De même, le Foro de Sao Paulo, l’équivalent du Parti de la Gauche européenne au niveau latino amèricain, réuni en Sommet la semaine dernière à Sao Paulo, a insisté dans sa déclaration finale. « Nous sommes solidaires du peuple et du gouvernement (équatorien) confrontés aux tentatives de compagnies pétrolières d’imposer leurs intérêts au mépris de la souveraineté équatorienne en passant par des instances internationales fallacieuses » dit le texte travaillé avec Gabriela Rivadeneira qui représentait PAIS, le mouvement du Président Rafael Correa au Foro de Sao Paulo.
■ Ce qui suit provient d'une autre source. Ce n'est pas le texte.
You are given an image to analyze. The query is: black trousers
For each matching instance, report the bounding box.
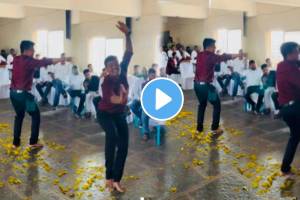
[245,86,264,112]
[280,102,300,172]
[10,90,41,146]
[68,89,86,115]
[98,111,129,182]
[36,81,52,102]
[217,74,231,92]
[272,92,280,110]
[194,82,221,132]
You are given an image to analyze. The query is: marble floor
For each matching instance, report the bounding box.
[0,92,300,200]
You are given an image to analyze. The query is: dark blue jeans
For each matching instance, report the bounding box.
[231,72,244,97]
[52,79,67,107]
[194,82,221,132]
[129,99,143,120]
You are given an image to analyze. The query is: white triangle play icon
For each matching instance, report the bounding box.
[155,89,172,110]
Pour autant les soutiens des partis et de la société civile internationale ne peuvent pas manquer à l’appel. L’enjeu nous concerne toutes et tous. Si nous laissons ces tribunaux d’arbitrage remettre en question la sécurité juridique pour mieux répondre aux intérêts particuliers des « puissants », c’est-à-dire les « super riches » qui se permettent de vivre au-dessus de tous les autres et même au-dessus des lois, nous nous annihilons en tant que citoyennes et citoyens de nos Etats et du monde, égaux devant la loi. En tant que progressistes, rester inactifs serait en quelque sorte se couper les mains car ce système détestable est en mesure, s’il triomphe, de mener á la ruine l’un des gouvernements progressistes les mieux élus, les plus ambitieux et les plus efficace du moment. Cela donnerait une assurance plus démesurée encore qu’actuellement aux « puissants » face aux gouvernements progressistes que nous ne manqueront pas de former dans les années á venir en Europe et ailleurs.

Il y a donc urgence à rentrer dans la bataille et à diffuser la vérité. Cet article se veut être un premier outil en ce sens.